The mass affluent aren’t as affluent as they’re cracked up to be.

That’s one conclusion you might draw from a Bank of America Merrill Lynch survey released Monday. The bank is pushing a Web-based trading and advice service called Merrill Edge. It’s pitched at educated, online-savvy customers with investable assets of between $100,000 and $250,000.



In banks we trust, for whatever reason

That sounds like a decent-size nest egg and, by extension, a potential gold mine for BofA’s wealth managers. BofA says it has between 11 million and 12 million mass affluent customers on its rolls already, between its consumer banking and Global Wealth and Investment Management units.

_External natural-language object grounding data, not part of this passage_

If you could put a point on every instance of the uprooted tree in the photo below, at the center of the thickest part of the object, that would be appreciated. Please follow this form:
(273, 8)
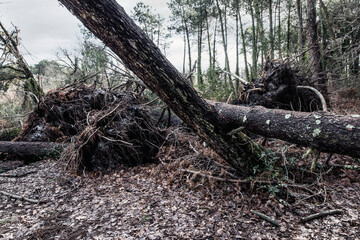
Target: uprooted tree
(109, 22)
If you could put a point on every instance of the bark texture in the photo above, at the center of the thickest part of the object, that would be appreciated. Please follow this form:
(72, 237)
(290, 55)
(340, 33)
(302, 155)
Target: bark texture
(109, 22)
(29, 148)
(320, 130)
(318, 74)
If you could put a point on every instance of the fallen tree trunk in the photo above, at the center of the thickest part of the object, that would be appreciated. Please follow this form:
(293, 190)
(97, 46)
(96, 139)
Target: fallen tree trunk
(30, 148)
(320, 130)
(109, 22)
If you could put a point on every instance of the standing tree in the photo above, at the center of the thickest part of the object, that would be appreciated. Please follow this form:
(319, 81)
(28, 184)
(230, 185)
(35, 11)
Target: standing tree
(318, 75)
(13, 66)
(108, 21)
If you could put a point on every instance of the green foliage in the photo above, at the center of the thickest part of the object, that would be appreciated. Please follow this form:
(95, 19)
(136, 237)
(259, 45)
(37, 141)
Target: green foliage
(214, 86)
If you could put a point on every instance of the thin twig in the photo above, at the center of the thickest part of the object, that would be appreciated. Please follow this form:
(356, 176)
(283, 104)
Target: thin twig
(22, 198)
(321, 214)
(266, 218)
(243, 81)
(17, 175)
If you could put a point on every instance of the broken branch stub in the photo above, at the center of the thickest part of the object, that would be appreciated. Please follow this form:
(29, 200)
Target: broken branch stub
(109, 22)
(103, 129)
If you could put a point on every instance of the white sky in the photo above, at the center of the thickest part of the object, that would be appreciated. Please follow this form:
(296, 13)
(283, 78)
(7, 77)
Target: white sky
(45, 26)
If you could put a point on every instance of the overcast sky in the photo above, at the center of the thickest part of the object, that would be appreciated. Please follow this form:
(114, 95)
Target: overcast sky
(45, 26)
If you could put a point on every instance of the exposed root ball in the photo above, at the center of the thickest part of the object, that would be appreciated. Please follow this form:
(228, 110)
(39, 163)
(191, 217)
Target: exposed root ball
(277, 88)
(104, 128)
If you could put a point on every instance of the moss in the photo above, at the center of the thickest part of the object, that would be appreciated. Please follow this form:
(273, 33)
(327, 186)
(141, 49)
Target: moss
(9, 134)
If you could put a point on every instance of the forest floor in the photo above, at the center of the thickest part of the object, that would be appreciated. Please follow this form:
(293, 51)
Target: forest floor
(148, 202)
(177, 199)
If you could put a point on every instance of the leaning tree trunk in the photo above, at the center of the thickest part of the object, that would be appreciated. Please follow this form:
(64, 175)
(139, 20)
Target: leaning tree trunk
(109, 22)
(319, 130)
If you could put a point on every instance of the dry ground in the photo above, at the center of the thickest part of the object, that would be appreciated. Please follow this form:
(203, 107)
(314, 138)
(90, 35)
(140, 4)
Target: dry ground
(153, 202)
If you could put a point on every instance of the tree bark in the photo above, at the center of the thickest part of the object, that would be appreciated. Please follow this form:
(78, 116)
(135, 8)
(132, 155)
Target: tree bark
(318, 74)
(29, 148)
(319, 130)
(109, 22)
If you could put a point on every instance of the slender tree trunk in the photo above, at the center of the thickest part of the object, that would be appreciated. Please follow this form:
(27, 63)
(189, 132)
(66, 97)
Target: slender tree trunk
(254, 42)
(288, 52)
(237, 70)
(214, 45)
(301, 26)
(223, 34)
(208, 39)
(279, 29)
(199, 70)
(189, 51)
(244, 49)
(318, 75)
(109, 22)
(271, 31)
(184, 58)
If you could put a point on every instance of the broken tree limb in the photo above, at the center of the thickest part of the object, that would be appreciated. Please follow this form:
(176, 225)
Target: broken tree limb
(323, 131)
(321, 97)
(321, 214)
(30, 148)
(109, 22)
(22, 198)
(266, 218)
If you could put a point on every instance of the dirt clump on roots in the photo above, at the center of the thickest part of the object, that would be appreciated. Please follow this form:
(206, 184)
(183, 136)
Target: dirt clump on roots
(279, 86)
(103, 129)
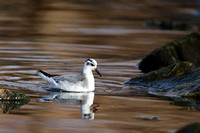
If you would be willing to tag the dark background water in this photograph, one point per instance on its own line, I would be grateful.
(57, 36)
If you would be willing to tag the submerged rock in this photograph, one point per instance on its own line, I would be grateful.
(167, 24)
(175, 70)
(185, 49)
(190, 128)
(7, 95)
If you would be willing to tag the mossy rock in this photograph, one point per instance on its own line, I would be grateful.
(7, 95)
(184, 49)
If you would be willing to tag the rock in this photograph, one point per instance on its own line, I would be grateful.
(148, 117)
(7, 95)
(190, 128)
(175, 70)
(184, 49)
(167, 24)
(169, 81)
(7, 106)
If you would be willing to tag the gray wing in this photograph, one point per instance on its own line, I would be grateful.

“This is one of the fastest growing segments of the marketplace,” consumer banking chief Joe Price on a conference call Monday. “We’re trying to bring all the capabilities to bear on this from both sides of the house.”

But many customers aren’t keeping their investable assets invested, which could complicate the bank’s long-running effort to push more advice and financial planning services to this segment.

BofA said 29% of those surveyed tapped into their long-term savings last year to pay bills or buy groceries. That depressing finding meshes with a survey released this summer by Fidelity that found nearly a third of parents had tapped into their kids’ college funds to pay daily expenses.

Fully 41% of BofA respondents report expecting to retire later than they did a year ago, while 63% expect it to be harder to save in five years than it is now. The nationwide survey of 1,000 consumers took place over three weeks in the fall.

Upselling these people is a key goal of the bank, which has something of a captive audience thanks to the large number of customers on its rolls and respondents’ favorable take on banks.

Roughly half of those surveyed consider both banks and financial professionals trustworthy, BofA said, which lines up reasonably well with the latest results of the Chicago Booth/Kellogg School Financial Trust index (see chart, right).

That compares with trust scores down in the mid-20s for news outlets and the government, and could make these customers more amenable to buying more services from BofA.

Even so, these products are not an easy sell at a time of tightening purse strings. BofA says its results show that show half of mass affluent customers lack a written financial plan now and almost a third have never had one.

BofA is targeting customers who “haven’t shown a fondness for financial planning,” said Sallie Krawcheck, who runs the global wealth business for BofA.